Nebraska led expansion in the Northern Plains with 68,000 more beef cows (+4%) on Jan. 1. North Dakota was closed behind with 50,000 more cows (+6%). Producers in North Dakota also added 23,000 more replacement heifers (+13%) than the previous year.

Although South Dakota began the year with 6,000 fewer beef cows, producers there added 20,000 more replacement heifers (+5%) than the previous year.

West

California (+55,000 head) and New Mexico (+50,000 head) led the western states in expansion with 9% and 12% more beef cows that had calved, respectively, compared to the previous year. There were 655,000 beef cows in California Jan. 1; 465,000 head in New Mexico.

The only state west of the Rockies showing a year-to-year decline in beef cows was Idaho with 3,000 head fewer (-1%) for a total of 500,000 to begin the year.

Southeast

Alabama (+3%) and Tennessee (+3%) led the region in expansion, with beginning-year beef cow inventories of 693,000 head (+20,000 head) and 909,000 (+23,000 head), respectively.

The largest year-to-year decline in the Southeast and in the nation in terms of percentages was -5% in Mississippi with a beginning-year total of 476,000 beef cows (-24,000 head). Georgia was down 2% (-8,000 head) for a beginning total of 497,000 head.

Corn Belt

There were 7% more beef cows (+14,000) in Indiana at the beginning of the year for a total of 210,000. There were 3% more (+25,000 head) in Iowa for a total of 965,000 head.

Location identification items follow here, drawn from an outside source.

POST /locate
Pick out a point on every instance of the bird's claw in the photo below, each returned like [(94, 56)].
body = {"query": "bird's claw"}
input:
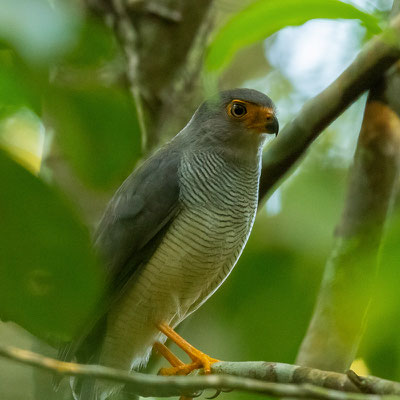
[(215, 395)]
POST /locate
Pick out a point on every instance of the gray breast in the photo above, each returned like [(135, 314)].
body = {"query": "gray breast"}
[(219, 204), (197, 253)]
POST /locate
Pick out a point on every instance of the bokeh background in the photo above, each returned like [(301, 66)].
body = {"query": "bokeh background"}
[(263, 309)]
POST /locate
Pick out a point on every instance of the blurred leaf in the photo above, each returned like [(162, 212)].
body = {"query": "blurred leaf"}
[(39, 29), (17, 85), (95, 44), (50, 280), (263, 18), (98, 131)]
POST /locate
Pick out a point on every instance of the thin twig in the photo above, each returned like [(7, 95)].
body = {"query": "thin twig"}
[(372, 384), (152, 385)]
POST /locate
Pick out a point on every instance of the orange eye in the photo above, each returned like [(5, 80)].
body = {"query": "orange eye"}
[(238, 110)]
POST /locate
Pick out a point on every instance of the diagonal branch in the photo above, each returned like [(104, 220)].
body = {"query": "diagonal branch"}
[(296, 379), (369, 66), (335, 330)]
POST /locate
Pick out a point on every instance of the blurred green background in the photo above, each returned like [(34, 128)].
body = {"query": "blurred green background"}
[(69, 135)]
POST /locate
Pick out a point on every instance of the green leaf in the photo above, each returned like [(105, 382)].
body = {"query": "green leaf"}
[(50, 280), (40, 30), (265, 17), (98, 131), (17, 84)]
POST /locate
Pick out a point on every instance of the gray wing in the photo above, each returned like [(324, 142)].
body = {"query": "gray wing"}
[(138, 216), (133, 225)]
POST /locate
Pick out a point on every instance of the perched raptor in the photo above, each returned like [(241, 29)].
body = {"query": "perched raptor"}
[(173, 232)]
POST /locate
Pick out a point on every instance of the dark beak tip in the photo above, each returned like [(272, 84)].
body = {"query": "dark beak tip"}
[(273, 127)]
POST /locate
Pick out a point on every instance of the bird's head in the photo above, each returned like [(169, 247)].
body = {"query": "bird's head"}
[(235, 121)]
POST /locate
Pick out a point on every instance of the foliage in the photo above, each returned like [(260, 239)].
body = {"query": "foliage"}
[(53, 62), (263, 18), (65, 67)]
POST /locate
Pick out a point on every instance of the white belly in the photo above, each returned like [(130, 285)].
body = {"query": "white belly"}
[(194, 258)]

On the other hand, there were 2% fewer beef cows (-9,000) in Illinois for a total of 387,000 head.

Upper Midwest

By order of percentage expansion: Michigan added 12,000 head (+11%) for a total of 120,000 head; Wisconsin added 20,000 head (+7%) for a total of 290,000; Minnesota added 20,000 head (+6%) for a total of 370,000 head.

East

Pennsylvania led the region higher with 15,000 more beef cows (+9%) at the beginning of the year for a total of 185,000 cows.